# Thrashing movement for electric chair prop



## jsd3024 (Aug 19, 2012)

I've seen several electric chair videos and need help with creating that movement in my chair. I've got it working with fast back and forth movement but I want to add that shaking movement on the out stroke. Can anyone help?


----------



## z0mbie st0mp (Oct 9, 2010)

Use a drill, with an L Shaped metal bar in the chuck, it will be off balance and shake pretty violently

You could put a small u-bolt or weight at the end to intensify the vibration


----------



## z0mbie st0mp (Oct 9, 2010)

See this build to understand:
http://www.creepcrafters.com/Electrocution/elec.htm


----------



## jsd3024 (Aug 19, 2012)

Sorry I wasn't clear.

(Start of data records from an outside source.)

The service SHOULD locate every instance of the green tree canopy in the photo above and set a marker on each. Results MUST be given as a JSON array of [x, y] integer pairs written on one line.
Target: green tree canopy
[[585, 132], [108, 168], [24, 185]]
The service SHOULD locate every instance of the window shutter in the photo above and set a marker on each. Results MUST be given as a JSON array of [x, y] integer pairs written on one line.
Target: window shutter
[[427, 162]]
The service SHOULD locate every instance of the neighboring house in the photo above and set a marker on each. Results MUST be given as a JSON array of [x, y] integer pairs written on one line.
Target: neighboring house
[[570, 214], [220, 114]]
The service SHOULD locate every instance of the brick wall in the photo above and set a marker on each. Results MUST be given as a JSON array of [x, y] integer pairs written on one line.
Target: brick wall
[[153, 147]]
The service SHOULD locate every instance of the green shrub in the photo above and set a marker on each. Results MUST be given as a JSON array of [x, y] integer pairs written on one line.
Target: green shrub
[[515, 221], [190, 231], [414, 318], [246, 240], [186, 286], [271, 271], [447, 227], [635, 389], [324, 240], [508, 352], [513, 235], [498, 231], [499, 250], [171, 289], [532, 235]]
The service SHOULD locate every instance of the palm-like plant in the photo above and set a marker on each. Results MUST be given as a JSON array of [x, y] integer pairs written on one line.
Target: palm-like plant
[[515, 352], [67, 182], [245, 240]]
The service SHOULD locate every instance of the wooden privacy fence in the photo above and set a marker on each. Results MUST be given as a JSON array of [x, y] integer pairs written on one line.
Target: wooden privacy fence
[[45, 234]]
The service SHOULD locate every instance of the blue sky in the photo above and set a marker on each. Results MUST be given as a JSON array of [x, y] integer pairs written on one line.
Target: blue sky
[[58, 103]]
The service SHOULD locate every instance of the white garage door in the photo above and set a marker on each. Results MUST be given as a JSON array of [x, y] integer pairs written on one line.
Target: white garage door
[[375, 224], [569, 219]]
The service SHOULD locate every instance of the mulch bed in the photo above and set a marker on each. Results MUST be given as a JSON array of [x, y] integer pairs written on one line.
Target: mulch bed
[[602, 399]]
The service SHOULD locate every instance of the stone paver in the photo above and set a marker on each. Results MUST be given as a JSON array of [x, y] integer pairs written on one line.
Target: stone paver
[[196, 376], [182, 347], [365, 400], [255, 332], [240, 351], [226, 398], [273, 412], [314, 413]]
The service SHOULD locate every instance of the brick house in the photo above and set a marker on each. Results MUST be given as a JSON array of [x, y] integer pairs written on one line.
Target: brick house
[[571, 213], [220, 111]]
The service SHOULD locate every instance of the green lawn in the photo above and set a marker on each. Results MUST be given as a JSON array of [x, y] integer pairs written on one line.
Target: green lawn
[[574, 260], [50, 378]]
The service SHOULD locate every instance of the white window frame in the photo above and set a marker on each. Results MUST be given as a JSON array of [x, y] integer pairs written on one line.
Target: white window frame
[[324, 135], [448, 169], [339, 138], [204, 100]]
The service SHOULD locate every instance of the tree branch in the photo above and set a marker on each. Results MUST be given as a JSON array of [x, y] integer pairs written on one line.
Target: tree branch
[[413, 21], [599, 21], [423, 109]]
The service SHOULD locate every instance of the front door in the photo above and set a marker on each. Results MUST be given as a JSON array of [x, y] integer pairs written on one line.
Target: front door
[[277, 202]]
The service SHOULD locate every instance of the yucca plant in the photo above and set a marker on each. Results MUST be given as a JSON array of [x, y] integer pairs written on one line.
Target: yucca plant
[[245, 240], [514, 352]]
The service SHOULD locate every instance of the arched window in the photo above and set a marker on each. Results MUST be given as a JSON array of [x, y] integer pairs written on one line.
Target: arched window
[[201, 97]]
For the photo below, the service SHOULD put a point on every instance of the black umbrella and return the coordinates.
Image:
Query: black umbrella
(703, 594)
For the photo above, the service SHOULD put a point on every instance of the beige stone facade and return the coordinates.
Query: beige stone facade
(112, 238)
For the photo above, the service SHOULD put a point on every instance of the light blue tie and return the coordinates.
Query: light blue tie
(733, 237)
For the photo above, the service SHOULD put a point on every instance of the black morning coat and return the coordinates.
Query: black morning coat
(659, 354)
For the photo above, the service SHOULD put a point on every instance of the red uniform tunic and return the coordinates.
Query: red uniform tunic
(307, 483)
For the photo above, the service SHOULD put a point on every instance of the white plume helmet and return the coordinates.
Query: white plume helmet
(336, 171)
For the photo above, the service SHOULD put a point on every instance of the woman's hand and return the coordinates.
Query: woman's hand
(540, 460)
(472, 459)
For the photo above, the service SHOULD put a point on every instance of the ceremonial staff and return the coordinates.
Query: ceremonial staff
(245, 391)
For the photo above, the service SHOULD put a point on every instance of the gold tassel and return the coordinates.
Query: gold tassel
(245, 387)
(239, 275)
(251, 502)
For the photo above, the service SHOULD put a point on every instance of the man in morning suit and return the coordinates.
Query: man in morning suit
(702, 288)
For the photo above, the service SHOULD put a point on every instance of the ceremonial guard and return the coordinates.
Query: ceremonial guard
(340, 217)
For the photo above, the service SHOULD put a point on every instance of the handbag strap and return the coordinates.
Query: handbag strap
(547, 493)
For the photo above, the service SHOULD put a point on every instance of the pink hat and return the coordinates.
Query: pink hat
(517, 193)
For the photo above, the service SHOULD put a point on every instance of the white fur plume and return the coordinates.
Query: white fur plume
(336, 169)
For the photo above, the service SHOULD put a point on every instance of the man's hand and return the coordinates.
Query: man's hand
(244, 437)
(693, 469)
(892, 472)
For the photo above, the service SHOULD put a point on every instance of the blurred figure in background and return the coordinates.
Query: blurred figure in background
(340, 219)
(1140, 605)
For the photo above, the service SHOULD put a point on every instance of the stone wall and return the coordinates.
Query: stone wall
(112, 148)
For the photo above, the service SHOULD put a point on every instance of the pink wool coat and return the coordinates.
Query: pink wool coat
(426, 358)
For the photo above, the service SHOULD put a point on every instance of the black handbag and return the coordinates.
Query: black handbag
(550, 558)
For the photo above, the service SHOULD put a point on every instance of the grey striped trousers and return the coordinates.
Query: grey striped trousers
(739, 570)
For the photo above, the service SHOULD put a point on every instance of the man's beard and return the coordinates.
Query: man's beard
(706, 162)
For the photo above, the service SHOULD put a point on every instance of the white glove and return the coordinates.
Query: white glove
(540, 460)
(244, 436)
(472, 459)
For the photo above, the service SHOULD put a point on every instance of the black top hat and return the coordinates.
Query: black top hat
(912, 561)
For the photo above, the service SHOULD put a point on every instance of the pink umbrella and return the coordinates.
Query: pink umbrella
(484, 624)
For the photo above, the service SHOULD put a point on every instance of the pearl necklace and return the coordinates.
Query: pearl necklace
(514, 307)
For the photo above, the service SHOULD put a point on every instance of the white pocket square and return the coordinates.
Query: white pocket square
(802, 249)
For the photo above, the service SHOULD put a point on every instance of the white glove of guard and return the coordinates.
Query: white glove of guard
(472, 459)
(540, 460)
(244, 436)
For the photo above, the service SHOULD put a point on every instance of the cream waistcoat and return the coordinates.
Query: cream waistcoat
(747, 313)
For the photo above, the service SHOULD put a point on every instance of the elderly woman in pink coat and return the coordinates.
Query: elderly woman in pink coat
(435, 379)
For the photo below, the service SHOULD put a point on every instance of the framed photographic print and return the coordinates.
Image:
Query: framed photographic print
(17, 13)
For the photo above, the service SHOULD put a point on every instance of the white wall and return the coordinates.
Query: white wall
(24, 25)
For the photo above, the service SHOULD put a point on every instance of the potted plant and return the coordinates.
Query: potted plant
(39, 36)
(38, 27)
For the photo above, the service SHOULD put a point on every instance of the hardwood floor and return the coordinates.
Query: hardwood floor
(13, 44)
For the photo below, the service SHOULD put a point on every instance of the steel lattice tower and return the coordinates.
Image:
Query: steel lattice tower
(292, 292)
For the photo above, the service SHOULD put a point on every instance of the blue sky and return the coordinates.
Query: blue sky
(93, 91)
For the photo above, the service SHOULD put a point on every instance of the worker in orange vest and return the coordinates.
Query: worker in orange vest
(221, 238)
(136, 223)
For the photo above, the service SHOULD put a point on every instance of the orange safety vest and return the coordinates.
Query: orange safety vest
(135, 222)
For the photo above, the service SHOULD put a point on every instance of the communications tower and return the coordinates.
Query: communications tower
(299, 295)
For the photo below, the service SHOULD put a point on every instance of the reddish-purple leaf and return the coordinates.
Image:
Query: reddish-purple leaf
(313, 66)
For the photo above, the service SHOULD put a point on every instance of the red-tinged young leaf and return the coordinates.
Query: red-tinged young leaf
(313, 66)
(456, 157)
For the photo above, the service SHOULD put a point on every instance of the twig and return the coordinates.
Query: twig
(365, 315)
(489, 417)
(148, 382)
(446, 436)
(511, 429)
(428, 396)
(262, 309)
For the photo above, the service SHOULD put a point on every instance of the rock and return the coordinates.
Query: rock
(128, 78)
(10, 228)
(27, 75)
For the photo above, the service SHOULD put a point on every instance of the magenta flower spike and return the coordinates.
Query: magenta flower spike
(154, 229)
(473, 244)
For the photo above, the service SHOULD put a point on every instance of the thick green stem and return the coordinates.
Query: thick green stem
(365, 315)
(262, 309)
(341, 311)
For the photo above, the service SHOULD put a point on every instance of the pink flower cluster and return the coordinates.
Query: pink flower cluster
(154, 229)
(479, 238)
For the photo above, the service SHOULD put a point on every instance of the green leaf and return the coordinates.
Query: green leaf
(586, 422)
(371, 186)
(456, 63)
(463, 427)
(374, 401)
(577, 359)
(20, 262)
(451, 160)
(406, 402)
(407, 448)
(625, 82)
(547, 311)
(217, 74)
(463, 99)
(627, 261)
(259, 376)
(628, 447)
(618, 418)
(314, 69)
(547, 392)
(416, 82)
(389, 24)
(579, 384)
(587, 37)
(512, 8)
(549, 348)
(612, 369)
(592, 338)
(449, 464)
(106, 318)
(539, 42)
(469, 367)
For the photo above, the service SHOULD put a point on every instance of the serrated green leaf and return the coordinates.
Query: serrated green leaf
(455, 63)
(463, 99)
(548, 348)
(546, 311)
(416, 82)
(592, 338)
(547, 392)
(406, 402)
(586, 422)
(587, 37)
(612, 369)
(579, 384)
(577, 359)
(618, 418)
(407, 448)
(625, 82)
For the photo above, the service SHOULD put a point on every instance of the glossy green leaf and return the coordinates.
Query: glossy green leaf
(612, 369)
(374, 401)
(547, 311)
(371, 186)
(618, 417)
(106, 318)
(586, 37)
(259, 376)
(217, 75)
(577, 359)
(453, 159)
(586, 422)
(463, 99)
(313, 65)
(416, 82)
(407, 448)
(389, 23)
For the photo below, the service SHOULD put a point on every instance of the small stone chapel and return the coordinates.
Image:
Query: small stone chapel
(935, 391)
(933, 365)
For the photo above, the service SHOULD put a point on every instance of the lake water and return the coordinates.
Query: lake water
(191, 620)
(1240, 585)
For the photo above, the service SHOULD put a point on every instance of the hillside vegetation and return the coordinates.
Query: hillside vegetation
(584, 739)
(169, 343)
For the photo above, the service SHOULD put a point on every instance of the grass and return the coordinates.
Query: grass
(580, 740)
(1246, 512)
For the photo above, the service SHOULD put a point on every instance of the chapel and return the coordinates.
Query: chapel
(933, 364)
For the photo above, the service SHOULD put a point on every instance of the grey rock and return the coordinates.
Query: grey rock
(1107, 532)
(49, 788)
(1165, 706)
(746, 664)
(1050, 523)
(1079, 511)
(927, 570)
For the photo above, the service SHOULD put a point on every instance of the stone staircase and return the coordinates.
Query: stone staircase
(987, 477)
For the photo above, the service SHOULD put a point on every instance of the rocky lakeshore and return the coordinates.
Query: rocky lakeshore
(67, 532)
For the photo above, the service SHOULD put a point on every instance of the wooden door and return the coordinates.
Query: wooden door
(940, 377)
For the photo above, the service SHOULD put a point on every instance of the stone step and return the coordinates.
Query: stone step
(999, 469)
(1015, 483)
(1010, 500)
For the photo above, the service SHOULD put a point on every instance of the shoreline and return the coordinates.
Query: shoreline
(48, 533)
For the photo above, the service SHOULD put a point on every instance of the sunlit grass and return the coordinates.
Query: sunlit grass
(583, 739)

I am using a monster guts nerve center with a pneumatic cylinder with a 1.5 inch stroke.


----------



## z0mbie st0mp (Oct 9, 2010)

I would combine the two, personally... But maybe someone else can help you out

The article i linked to used both pneumatics and the drill together to create an electrocution effect


----------



## jsd3024 (Aug 19, 2012)

Thanks for the idea! I'm going to try a small motor with an offset on the shaft and see if that works like the drill.


----------